City keeps AWG funding agreement secret at YG’s behest

The City of Whitehorse has been asked to host the Arctic Winter Games two years earlier than scheduled.

The City of Whitehorse has been asked to host the Arctic Winter Games two years earlier than scheduled.

Nunavut was slated to host the 2020 games but is unable to fulfill its duties. If Whitehorse does not host, there is no alternative community for the 2020 games, administration told city council at the May 16 meeting.

The territorial government asked the city of Whitehorse to “step up” to fill the hosting gap, said Linda Rapp, the acting city manager.

The city has already set aside a budget of $200,000 for the games, which is its cash-in-hand contribution, said Rapp. The city will also contribute in-kind services, such as use of facilities and transportation, she said.

It’s not known how much the 2020 games will cost, because the host society that will be in charge of the event — which is also responsible for creating the budget — has not been formed yet.

A large amount of the funding for the games comes from fundraising, which the host society is responsible for, said Rapp, in addition to various government grants.

When Whitehorse last hosted the games in 2012, the cost for the event was $6.4 million, of which the federal government contributed $1 million.

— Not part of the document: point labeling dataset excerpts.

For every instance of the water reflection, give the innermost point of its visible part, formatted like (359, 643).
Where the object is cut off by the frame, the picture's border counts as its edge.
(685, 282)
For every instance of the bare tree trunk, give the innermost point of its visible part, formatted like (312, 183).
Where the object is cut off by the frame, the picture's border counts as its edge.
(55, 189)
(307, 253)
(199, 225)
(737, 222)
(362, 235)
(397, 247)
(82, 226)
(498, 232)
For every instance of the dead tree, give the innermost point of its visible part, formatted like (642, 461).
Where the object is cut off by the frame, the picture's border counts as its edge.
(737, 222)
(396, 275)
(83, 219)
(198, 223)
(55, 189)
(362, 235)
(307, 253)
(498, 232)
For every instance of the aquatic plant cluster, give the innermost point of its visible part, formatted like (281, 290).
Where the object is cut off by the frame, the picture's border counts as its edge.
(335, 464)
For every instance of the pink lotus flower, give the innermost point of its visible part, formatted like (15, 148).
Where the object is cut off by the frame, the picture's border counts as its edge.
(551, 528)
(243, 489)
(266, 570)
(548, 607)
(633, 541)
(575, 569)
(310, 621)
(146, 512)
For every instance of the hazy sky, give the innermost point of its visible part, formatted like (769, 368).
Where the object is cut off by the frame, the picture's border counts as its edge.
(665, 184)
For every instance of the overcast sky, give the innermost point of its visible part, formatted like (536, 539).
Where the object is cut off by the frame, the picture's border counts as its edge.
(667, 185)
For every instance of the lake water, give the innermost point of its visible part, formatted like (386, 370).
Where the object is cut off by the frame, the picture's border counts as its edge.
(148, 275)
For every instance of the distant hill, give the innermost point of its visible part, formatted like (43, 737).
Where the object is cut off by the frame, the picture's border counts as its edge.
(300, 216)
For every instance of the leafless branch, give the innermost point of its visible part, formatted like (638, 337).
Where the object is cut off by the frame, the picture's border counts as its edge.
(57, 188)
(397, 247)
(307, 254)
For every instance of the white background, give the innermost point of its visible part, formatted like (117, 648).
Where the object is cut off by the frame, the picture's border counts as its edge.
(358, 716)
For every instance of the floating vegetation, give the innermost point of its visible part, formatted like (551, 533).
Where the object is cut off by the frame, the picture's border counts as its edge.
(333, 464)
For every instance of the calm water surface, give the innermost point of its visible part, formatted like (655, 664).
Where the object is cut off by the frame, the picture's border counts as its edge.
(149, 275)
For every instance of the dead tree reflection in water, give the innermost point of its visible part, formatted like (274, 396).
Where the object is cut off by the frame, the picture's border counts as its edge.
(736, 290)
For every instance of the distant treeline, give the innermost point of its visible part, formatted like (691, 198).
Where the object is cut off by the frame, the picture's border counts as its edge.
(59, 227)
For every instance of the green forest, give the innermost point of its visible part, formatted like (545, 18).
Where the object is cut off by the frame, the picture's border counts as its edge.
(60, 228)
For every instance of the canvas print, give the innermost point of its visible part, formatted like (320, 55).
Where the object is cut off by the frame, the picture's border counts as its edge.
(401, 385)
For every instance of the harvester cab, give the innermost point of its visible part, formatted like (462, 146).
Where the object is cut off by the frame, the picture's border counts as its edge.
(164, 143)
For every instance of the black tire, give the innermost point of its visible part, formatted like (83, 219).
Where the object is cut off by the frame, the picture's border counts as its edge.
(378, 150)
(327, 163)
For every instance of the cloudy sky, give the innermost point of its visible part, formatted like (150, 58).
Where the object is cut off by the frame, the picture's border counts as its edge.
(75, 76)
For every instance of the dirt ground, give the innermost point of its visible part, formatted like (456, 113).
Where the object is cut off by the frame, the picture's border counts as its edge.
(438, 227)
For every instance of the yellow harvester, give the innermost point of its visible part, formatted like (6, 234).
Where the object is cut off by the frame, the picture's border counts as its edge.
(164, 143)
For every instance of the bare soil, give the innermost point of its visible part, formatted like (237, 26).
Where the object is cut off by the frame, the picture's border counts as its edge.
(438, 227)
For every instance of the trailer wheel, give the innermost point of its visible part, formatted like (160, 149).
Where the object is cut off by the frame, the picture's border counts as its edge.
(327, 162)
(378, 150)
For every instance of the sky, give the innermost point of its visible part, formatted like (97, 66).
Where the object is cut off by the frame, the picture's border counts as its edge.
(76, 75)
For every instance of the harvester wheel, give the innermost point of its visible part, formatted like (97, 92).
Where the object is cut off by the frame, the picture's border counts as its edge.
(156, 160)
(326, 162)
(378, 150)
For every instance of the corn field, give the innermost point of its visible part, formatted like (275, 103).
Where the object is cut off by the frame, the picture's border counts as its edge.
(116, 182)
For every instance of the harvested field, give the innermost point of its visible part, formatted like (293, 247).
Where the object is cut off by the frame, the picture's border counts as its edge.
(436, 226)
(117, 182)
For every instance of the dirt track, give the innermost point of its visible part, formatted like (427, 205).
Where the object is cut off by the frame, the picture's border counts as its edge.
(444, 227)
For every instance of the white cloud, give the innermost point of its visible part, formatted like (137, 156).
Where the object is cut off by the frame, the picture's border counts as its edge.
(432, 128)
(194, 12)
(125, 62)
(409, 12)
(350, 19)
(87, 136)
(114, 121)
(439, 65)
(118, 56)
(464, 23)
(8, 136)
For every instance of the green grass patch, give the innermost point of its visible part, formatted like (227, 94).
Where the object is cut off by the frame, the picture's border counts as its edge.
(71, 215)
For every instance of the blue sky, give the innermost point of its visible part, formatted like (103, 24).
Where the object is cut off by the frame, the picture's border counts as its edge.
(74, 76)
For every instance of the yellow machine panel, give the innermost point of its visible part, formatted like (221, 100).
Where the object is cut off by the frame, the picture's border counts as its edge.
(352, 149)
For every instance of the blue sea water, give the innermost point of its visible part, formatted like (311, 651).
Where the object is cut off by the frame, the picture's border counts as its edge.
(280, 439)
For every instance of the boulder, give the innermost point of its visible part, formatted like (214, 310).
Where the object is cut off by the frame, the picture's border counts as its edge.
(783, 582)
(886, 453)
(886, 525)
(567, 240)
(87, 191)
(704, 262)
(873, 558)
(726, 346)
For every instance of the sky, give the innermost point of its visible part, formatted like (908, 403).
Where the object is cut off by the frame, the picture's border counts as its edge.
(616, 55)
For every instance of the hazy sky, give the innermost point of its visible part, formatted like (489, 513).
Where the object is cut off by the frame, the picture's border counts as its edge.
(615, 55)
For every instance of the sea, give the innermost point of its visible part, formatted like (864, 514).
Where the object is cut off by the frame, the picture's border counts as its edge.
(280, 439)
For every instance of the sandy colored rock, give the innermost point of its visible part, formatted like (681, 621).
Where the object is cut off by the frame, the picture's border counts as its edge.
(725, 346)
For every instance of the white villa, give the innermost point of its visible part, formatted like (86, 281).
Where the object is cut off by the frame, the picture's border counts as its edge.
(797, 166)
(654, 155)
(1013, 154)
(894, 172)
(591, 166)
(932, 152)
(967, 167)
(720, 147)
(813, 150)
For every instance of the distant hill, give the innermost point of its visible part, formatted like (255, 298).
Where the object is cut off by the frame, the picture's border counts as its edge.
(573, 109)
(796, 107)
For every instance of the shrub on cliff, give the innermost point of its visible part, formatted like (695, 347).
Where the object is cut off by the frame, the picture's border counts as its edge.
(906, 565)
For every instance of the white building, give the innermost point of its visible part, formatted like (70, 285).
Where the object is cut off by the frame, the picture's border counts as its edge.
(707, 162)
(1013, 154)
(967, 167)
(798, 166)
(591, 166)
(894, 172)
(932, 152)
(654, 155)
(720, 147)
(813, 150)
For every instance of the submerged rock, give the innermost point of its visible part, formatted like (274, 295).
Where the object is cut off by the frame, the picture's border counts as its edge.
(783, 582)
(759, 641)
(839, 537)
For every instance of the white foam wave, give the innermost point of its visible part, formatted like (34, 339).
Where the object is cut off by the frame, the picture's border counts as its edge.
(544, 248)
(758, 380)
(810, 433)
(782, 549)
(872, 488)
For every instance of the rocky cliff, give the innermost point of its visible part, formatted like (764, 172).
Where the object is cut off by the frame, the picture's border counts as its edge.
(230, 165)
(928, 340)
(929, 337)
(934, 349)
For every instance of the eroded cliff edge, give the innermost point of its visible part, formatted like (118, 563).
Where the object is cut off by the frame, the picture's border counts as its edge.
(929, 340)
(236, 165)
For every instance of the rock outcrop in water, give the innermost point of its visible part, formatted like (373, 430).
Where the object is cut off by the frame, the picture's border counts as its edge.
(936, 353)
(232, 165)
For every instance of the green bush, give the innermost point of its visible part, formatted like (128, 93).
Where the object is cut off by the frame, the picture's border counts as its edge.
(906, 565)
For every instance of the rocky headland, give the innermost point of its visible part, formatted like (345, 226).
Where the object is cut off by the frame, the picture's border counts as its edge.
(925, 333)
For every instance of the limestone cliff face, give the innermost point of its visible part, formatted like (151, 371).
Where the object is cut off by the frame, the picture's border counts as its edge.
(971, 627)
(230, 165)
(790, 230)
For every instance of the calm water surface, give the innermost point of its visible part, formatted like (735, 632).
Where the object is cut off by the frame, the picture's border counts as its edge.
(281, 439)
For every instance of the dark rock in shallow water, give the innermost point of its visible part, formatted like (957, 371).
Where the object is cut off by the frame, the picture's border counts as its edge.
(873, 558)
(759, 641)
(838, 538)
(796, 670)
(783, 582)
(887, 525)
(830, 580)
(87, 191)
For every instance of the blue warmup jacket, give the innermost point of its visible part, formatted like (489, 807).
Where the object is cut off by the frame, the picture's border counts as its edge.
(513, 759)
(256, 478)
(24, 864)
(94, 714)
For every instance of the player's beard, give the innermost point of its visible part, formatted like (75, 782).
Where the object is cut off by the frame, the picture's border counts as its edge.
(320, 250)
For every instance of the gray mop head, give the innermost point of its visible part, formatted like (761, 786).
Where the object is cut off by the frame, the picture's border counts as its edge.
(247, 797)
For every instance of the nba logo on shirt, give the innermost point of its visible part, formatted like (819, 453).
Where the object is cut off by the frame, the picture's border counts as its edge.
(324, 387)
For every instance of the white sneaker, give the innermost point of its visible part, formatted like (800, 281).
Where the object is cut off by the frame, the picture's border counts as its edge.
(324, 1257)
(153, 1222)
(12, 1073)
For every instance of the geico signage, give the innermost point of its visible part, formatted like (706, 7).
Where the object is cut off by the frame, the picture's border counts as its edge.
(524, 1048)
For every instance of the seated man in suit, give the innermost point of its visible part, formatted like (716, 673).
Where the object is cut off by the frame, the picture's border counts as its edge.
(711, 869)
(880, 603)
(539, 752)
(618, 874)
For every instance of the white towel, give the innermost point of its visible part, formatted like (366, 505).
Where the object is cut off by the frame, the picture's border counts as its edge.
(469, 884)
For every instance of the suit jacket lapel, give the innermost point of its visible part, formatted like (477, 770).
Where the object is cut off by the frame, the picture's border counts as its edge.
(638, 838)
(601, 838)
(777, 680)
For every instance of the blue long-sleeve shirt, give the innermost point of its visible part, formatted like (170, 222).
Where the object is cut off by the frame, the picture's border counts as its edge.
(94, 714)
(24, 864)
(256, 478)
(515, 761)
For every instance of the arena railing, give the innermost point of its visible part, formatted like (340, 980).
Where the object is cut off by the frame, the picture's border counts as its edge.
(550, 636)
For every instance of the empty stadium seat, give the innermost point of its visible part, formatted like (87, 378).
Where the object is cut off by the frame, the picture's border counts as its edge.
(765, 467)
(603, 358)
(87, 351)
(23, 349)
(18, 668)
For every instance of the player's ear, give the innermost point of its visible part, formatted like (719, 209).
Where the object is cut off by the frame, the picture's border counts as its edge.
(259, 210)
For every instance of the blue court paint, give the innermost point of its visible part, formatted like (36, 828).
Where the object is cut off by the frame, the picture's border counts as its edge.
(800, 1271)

The territorial government has not yet pledged an exact amount of money for the games because the legislature is sitting, Rapp said. But the government has drafted a memorandum of agreement with the city to cover any deficit it might face from hosting the games.

“The Yukon government is not in a position yet to be able to say ‘we will give you $2.1 million or $2.9 million’ or whatever it is,” she said. “The MOA is really the stop-gap the city needs so that it knows the city won’t be left funding the games.”

Traditionally, Rapp said, the host city is the only one who signs on to be financially responsible for the games, but in this case the territorial government is functioning as a co-signer to the deal.

“It does commit them to some financial support but it doesn’t say how much,” Rapp said.

In this way, the MOA essentially functions as a promise that the city will not be left holding the funding bag.

“I think the biggest thing for the city is … if YG is co-signing with us and promising to pick up any shortfall, that’s almost as good as saying how much we will get.”

The MOA was not available to the public at the May 16 council meeting.

Rapp said the MOA was currently with the Yukon government’s legal department.

City administration said via email that, “The Yukon government is still reviewing the draft MOA as well so they requested that it not be made public until it was approved. Council has a copy so they know what they are voting on.”

Exactly when the details of the MOA will be made public is unknown.

City council will vote on whether to sign the MOA May 26.